C 172.32.0.0 255.255.255.0 is directly connected, outside

C 192.9.200.0 255.255.255.0 is directly connected, inside

C 192.168.168.0 255.255.255.0 is directly connected, failover

C 192.168.2.0 255.255.255.0 is directly connected, MGMT

S 192.168.100.2 255.255.255.255 [1/0] via 172.32.0.2, outside

S 192.168.100.3 255.255.255.255 [1/0] via 172.32.0.2, outside

S* 0.0.0.0 0.0.0.0 [1/0] via 172.32.0.2, outside

-----------------------------------------------------------------------------------------------------------------------

We don't need route print on the PC for now as I can explain what is happening I can get complete access to the 192.168.2.0/24 (VLAN 1000) but for 192.9.200.0/24 (VLAN 4000) above from the switch I can only ping IP's on the switches/pair but cannot have any tcp connections, which explains the default route being pointed on the switch is on VLAN 1000, now my issue is How do I get access to VLAN 4000 as you can see these two are on different Interfaces/zones on the ASA and please note with default gateway pointing to ASA I will have access to both the VLAN's it is only when I move the gateway pointing to Switch I loose tcp connections to one VLAN depending on the default route on the being pointing to on the switch.

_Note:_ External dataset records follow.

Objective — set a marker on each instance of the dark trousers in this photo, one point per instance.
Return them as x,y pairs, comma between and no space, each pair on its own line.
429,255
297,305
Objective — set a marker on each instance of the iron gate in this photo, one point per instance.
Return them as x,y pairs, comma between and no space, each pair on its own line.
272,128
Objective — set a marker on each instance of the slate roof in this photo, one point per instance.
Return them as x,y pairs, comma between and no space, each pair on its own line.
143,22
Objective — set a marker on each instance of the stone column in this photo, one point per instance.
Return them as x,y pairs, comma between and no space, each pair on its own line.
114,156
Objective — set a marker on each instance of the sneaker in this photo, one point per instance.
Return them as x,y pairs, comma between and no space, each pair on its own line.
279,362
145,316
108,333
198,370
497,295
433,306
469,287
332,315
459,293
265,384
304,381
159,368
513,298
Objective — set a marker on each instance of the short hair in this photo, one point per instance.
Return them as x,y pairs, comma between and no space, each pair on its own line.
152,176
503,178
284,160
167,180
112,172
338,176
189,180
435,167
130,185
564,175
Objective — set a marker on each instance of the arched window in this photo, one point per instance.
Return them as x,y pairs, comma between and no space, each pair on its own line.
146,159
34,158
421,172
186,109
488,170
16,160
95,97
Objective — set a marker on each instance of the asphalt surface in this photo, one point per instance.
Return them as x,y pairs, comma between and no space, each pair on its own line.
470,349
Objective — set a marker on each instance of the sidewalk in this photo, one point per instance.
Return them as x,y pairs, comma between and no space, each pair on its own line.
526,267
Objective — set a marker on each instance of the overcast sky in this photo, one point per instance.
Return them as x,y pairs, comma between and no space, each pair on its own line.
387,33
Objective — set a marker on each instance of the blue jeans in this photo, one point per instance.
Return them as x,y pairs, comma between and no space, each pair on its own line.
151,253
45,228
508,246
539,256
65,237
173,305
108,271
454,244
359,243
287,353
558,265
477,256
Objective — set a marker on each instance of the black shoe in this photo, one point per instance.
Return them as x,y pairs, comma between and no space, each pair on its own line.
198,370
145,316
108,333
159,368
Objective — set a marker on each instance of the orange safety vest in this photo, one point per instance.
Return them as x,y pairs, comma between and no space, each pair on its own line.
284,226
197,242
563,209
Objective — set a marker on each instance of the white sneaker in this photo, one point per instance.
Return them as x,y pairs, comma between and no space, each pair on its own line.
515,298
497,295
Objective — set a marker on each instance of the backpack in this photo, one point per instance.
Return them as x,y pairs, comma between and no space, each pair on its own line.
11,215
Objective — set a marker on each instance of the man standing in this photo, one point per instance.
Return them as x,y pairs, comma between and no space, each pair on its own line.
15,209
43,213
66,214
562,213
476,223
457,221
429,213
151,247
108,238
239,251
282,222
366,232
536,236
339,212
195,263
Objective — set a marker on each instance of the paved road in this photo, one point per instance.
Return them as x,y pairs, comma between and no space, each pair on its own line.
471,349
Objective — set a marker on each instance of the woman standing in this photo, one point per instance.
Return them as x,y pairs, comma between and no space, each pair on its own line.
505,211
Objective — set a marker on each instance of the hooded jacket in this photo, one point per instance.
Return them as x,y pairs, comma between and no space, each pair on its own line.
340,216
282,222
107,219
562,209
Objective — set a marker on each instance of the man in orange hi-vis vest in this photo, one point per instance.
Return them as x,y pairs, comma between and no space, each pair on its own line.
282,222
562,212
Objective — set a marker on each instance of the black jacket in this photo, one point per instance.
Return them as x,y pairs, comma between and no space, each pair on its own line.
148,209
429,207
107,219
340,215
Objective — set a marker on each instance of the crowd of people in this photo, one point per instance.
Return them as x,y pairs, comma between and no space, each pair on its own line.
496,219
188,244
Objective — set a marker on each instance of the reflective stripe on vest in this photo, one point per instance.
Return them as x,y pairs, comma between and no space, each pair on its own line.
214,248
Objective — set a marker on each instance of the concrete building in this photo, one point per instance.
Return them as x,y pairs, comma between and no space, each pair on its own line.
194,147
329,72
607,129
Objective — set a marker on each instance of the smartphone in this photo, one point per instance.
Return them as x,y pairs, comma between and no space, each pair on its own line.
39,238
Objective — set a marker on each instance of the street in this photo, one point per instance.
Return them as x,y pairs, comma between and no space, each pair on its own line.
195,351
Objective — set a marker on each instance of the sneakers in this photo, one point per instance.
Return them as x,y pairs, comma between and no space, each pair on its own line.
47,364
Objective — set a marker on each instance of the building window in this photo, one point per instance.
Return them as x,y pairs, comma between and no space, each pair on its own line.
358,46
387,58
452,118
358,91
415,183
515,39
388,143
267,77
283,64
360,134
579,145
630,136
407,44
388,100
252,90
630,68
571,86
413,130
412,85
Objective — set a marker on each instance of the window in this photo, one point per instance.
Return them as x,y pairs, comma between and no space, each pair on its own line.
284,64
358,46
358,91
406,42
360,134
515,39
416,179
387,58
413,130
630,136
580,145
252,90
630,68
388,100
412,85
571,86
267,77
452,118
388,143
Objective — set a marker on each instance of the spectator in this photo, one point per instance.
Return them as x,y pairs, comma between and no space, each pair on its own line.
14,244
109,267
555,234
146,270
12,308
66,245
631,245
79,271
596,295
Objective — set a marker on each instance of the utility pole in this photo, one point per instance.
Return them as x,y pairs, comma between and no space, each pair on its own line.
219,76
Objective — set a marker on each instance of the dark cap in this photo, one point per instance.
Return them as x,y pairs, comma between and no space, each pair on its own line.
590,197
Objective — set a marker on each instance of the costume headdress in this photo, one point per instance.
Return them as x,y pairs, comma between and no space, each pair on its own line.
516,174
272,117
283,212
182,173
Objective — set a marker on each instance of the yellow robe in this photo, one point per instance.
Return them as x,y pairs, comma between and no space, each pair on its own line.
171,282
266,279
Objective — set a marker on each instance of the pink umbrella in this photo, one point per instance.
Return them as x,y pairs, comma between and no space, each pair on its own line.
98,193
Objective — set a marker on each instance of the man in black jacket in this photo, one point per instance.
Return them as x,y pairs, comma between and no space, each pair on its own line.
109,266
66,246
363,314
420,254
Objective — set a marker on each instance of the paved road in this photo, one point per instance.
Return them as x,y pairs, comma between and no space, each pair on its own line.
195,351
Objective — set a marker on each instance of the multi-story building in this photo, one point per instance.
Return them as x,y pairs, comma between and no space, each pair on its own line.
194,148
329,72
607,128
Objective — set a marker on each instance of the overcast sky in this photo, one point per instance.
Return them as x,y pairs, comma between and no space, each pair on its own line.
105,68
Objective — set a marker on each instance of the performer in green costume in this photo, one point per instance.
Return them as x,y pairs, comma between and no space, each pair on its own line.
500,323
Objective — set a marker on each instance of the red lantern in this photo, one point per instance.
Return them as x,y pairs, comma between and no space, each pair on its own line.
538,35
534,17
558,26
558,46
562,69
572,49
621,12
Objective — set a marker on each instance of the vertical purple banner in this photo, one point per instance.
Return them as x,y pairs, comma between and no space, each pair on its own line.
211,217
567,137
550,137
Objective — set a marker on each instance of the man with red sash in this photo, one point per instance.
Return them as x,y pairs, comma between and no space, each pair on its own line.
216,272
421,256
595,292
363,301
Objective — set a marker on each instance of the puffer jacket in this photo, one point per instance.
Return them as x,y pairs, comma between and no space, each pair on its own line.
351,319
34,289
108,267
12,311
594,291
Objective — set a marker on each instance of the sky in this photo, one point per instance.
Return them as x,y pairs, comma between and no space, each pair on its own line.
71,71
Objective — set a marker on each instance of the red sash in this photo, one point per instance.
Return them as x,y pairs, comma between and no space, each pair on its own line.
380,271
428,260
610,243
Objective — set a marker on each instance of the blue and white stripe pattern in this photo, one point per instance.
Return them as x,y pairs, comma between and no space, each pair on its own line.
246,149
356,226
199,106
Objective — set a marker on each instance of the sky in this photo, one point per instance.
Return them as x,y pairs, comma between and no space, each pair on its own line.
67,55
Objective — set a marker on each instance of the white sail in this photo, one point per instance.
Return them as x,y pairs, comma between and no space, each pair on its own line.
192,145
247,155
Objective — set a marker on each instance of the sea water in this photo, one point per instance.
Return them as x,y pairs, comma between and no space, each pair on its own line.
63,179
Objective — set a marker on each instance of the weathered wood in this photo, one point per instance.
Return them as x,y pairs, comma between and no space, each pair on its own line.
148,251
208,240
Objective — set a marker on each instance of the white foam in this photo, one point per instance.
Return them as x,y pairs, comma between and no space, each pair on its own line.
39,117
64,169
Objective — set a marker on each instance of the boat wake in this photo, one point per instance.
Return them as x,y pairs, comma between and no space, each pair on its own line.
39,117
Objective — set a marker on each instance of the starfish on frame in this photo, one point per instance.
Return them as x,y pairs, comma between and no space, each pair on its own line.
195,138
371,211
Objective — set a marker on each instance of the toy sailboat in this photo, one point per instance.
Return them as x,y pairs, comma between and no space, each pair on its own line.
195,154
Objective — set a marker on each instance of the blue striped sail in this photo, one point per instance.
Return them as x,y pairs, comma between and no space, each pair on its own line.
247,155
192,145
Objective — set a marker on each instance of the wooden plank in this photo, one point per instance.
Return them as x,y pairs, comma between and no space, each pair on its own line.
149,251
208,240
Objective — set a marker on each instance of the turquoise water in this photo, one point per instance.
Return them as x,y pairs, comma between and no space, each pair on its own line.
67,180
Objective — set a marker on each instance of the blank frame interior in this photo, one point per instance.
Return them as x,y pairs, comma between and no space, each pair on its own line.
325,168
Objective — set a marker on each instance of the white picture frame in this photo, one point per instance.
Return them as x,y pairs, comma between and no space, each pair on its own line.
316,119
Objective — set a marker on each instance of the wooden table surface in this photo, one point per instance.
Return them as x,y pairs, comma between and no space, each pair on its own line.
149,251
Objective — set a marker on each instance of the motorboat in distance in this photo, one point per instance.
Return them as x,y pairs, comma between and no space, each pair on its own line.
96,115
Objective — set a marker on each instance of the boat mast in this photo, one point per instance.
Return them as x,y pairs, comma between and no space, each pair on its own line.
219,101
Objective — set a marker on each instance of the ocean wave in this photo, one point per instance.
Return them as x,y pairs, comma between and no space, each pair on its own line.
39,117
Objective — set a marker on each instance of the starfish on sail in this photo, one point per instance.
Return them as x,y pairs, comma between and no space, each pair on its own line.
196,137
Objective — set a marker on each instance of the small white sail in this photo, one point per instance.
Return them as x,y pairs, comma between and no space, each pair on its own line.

So we are left to do with how to on the switch with default route.

malshbou · ‎11-29-2013

Hi Siraj,

It looks like the problem you described in the reply is different from the VPN problem.

For the problem of not being able to successfully exchange TCP while ICMP is working, this is most likely because of asymmetric routing between the two vlans, where the vlans have different gateways (one is ASA and the other is switch). The ASA will not allow this TCP connection unless TCP-state-bypass is enabled.

You should fix the routing so that both VLANs have the same gateway (either switch or the ASA), and of course if the ASA is used as a gateway, you need to have the necessary access-rules to allow the traffic between them.

Regards.
Mashal Shboul

------------------ Mashal Shboul

asirajahmed · ‎11-29-2013

Hi Mashal,

1) Initially both VLAN 1000 and 4000 gateway's was pointing to ASA (I had access to both VLAN's)

2) We wanted some inter-vlan routing and HSRP etc so we moved the gateways for both VLAN's to Switch/router

My Issue is from VPN client I need access to both VLAN's after the move which is not happening, If on the switch I use the default route to point to VLAN 1000 interface I get access to entire VLAN 1000 not to 4000 and vice-versa.